SMITA CHAKRABURTTY: Remission is hope for the prisoner and is very hard-earned. Any uncertainty regarding remission causes anxiety among prisoners who are already under distress due to prolonged imprisonment. The requirement of seeking report from the PO of the sentencing court might be unworkable due to various technicalities involved. Moreover, the process is an added layer to the already complicated process of considering grant of remission by the remission board and the prisoners are at the receiving end of the delay thus caused.
There are some prisoners in Bihar who are from Buxar Open Prison. They too are awaiting remission. The very fact that they are now in Open Prison stands witness of their good conduct in confinement, one wonders why they are made to suffer the delay in obtaining remission.
Also, prisons are now considered Correctional Homes, with objective of reform and correction not retribution. Thus after prolonged imprisonment if the inmate is still found unfit to be returned to the society then it is the failure of the Correctional Institution, which requires deep introspection.
Q: Recently, there was a news report stating that a three-year old was sent to jail for two weeks in Madurai.
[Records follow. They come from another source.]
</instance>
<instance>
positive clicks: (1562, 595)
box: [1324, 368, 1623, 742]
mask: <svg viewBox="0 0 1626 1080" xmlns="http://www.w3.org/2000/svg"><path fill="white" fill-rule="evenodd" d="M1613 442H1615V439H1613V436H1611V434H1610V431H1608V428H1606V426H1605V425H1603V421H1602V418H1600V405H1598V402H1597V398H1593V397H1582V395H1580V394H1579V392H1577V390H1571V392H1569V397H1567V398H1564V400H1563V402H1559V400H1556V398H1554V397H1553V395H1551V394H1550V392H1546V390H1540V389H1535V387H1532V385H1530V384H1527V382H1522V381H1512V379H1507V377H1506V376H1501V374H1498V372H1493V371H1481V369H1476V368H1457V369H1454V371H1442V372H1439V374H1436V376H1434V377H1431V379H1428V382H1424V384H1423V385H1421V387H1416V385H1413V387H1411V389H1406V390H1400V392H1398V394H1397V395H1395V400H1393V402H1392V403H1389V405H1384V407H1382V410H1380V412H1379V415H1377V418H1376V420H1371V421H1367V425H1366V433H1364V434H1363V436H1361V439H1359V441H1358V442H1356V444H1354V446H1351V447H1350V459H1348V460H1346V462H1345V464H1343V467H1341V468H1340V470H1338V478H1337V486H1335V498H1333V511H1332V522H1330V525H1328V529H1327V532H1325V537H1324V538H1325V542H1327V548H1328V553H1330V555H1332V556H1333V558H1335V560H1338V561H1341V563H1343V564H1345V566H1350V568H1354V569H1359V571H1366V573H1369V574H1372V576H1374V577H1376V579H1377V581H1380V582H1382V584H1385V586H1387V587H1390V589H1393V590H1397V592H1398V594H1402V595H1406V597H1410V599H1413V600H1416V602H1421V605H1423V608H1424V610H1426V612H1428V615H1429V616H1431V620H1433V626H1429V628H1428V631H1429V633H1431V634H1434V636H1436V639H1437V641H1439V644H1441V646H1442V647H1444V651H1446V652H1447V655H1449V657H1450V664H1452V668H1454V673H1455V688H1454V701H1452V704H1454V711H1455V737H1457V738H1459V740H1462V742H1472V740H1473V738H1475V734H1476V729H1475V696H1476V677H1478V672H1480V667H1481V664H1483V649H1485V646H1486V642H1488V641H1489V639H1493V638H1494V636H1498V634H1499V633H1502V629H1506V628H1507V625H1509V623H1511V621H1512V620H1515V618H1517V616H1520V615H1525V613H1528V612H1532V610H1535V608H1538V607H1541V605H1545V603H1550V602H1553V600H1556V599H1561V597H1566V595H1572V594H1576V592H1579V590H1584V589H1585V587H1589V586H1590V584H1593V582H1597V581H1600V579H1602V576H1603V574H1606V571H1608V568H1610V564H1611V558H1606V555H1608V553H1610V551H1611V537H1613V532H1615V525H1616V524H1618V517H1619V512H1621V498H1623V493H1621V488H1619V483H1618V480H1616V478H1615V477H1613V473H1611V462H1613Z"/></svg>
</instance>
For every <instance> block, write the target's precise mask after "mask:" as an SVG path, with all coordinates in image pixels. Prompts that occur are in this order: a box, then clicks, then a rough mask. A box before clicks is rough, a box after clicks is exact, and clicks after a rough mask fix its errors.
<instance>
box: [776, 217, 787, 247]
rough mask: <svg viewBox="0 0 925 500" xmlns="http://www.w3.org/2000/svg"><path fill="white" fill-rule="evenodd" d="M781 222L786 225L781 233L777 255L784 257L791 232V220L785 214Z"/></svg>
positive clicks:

How do you react to this?
A: SMITA CHAKRABURTTY: This clearly proves that first physical production in the court within 24 hours of arrest does not happen, even though it is mandatory. This means that the accused is not being taken inside courtroom in front of the judge. During the first physical production, it is the duty of the judge to speak to the accused, then give him or her bail, or send the accused to jail. Had the magistrate done his duty, then he would have seen the kid, and immediately dismissed the case.